Figure: Figure modified after Jaeger and Cook [1979]. A) One octant of the stress ellipsoid showing the definitions of the angles $\alpha$ and $\theta$ and the traces of two ellipses for fixed values of $\alpha$ (GEH) and $\theta$ (DEF). B) The Mohr diagram corresponding to the stress ellipsoid in A.

The angle between the $\sigma_{1}$ axis and the normal is denoted $\alpha$ and the angle between the $\sigma_{3}$ axis and the normal is $\theta$. Using the equations for the magnitudes of the normal and shear stresses, Equations 17 and 20, we find that if one angle is kept fixed, varying the other angle traces out a circle in $\sigma_n$, $\tau$ space. If we fix one angle in the plane of two principal stresses, the three main circles in Figure 6B will be traced out, e.g. for a fault normal in the $\sigma_{1}$ - $\sigma_{2}$ plane ( $\theta = \ensuremath{{90}^{\circ}}$), Figure 6A, we have a circle centered on A (normal stress $(\ensuremath{\sigma_{1}}+ \ensuremath{\sigma_{2}})/2$) in Figure 6B, with radius $(\ensuremath{\sigma_{1}}- \ensuremath{\sigma_{2}})/2$. We see from Figure 6B that normal stress for the circle varies from $\sigma_{1}$ to $\sigma_{2}$ and shear stress from 0 to $(\ensuremath{\sigma_{1}}- \ensuremath{\sigma_{2}})/2$, as we expect. Setting $\theta$ to any other angle will trace out other circles centered on A, such as the DEF circle segment. The largest of the three main circles traces out the stress magnitudes on normals in the $\sigma_{1}$ - $\sigma_{3}$ plane. If desired, the Mohr circles can be mirrored in the $\sigma_n$ axis to allow for negative shear stress magnitudes. The space enclosed between the two smaller circles and the larger circle shows the possible shear and normal stresses on any plane in the stress field. Using the Mohr diagram we can hence read off the normal and shear stress magnitudes for any value of $\alpha$ and $\theta$, i.e. any direction of the fault plane normal.

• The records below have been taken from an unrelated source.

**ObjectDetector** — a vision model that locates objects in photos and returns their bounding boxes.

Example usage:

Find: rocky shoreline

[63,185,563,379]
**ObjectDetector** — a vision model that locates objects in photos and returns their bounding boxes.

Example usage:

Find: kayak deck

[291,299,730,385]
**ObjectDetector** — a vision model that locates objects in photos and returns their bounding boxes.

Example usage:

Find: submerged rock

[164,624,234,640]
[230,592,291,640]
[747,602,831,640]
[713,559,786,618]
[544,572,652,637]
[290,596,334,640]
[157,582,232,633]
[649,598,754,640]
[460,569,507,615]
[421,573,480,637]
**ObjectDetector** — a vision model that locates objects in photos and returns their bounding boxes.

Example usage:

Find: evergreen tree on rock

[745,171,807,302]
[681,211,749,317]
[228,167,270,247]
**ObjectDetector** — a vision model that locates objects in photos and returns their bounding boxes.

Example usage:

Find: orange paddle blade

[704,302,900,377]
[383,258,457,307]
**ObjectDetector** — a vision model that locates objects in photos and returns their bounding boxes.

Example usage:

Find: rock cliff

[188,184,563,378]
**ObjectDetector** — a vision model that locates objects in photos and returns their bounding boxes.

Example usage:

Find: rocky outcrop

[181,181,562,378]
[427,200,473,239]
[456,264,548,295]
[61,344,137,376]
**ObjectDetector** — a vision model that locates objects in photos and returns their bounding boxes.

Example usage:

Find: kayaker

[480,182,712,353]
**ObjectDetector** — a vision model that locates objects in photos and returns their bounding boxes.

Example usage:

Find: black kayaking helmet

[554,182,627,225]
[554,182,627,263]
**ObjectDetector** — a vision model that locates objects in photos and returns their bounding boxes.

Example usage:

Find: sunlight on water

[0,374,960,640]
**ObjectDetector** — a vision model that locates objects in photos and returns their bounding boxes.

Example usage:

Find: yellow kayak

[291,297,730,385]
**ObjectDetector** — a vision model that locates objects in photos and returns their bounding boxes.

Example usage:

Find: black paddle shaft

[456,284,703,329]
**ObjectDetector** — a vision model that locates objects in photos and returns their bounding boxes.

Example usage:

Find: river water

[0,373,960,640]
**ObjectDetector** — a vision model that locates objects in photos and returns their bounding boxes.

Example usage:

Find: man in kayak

Comparing the stress ellipsoids and the Mohr diagrams in Figure 5 we see that although the ratio $R$ is often referred to as the shape factor it does not describe the shape of the stress ellipsoid but instead the position of the $\sigma_{2}$ point in the Mohr diagram. $R$ reflects how close $\sigma_{2}$ is to $\sigma_{1}$ or $\sigma_{3}$, but it does not give any information on the magnitude of ( $\sigma_{1}$ - $\sigma_{3}$), i.e. the size of the Mohr diagram. An unscaled Mohr diagram can be constructed using only the directions of the principal stresses and $R$. Although without information on the absolute magnitude of the shear stress, such a diagram is valuable for the analysis of the relative stability of fault planes, since the location of the fault plane normal in the Mohr diagram only depends on the relative orientation of the fault plane normal with respect to the principal stress axes.